Free induction decay (FID) nuclear magnetic resonance signal seen from a well shimmed sample

In Fourier transform nuclear magnetic resonance spectroscopy, free induction decay (FID) is the observable nuclear magnetic resonance (NMR) signal generated by non-equilibrium nuclear spin magnetization precessing about the magnetic field (conventionally along z). This non-equilibrium magnetization can be created generally by applying a pulse of radio-frequency close to the Larmor frequency of the nuclear spins.

If the magnetization vector has a non-zero component in the XY plane, then the precessing magnetisation will induce a corresponding oscillating voltage in a detection coil surrounding the sample.
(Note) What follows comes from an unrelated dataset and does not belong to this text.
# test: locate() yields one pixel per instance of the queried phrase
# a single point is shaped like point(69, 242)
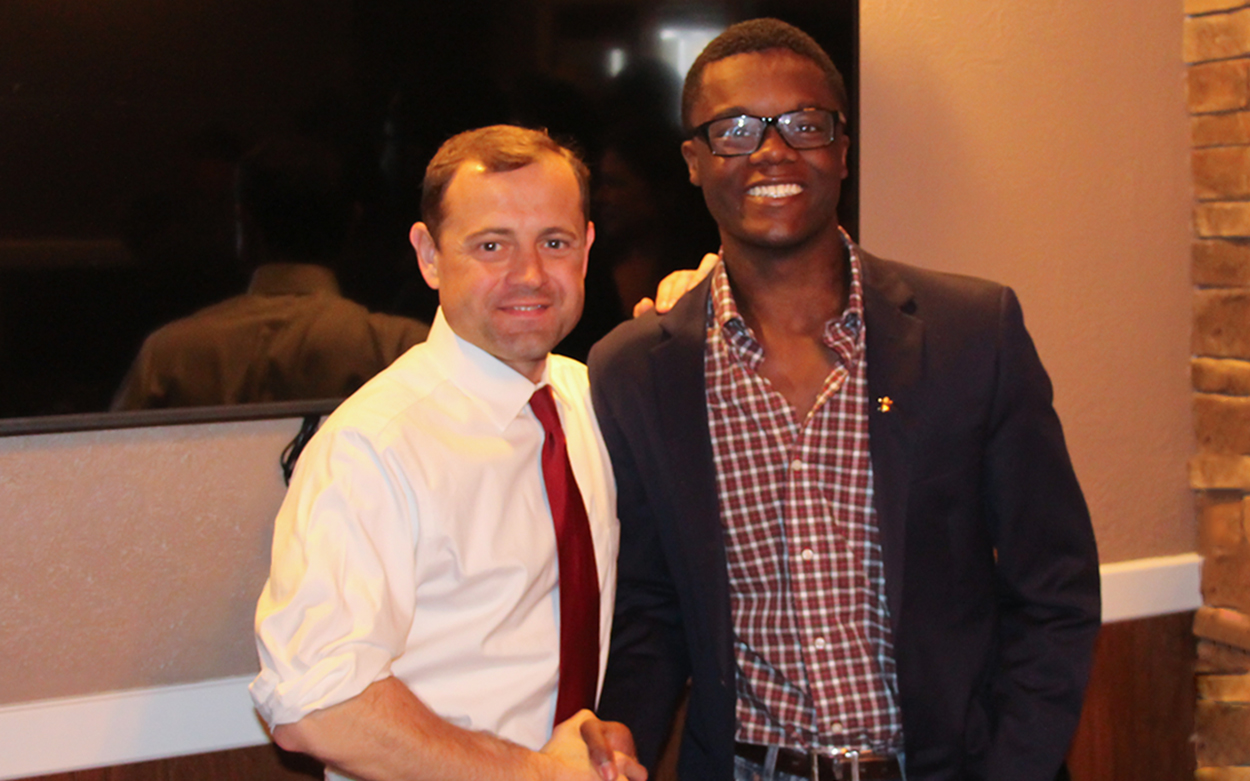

This time-domain signal (a sinusoid) is typically digitised and then Fourier transformed in order to obtain a frequency spectrum of the NMR signal i.e. the NMR spectrum.

The duration of the NMR signal is ultimately limited by T_{2} relaxation, but mutual interference of the different NMR frequencies present also causes the signal to be damped more quickly. When NMR frequencies are well-resolved, as is typically the case in the NMR of samples in solution, the overall decay of the FID is relaxation-limited and the FID is approximately exponential (with the time constant T_{2} changed, indicated by T_{2}^{*}). FID durations will then be of the order of seconds for nuclei such as ^{1}H.

Particularly if a limited number of frequency components are present, the FID may be analysed directly for quantitative determinations of physical properties, such as hydrogen content in aviation fuel, solid and liquid ratio in dairy products (time-domain NMR).

FID has also been observed in the optical region. Instead of nuclear spins, optical FID is caused by electric dipole radiation caused by an oscillating dipole moment.

Advances in the development of quantum-scale sensors, particularly NV centres, have enabled the observation of the FID of single nuclei. When measuring the precession of a single nucleus, quantum mechanical measurement back action has to be considered. In this special case, also the measurement itself contributes to the decay as predicted by quantum mechanics.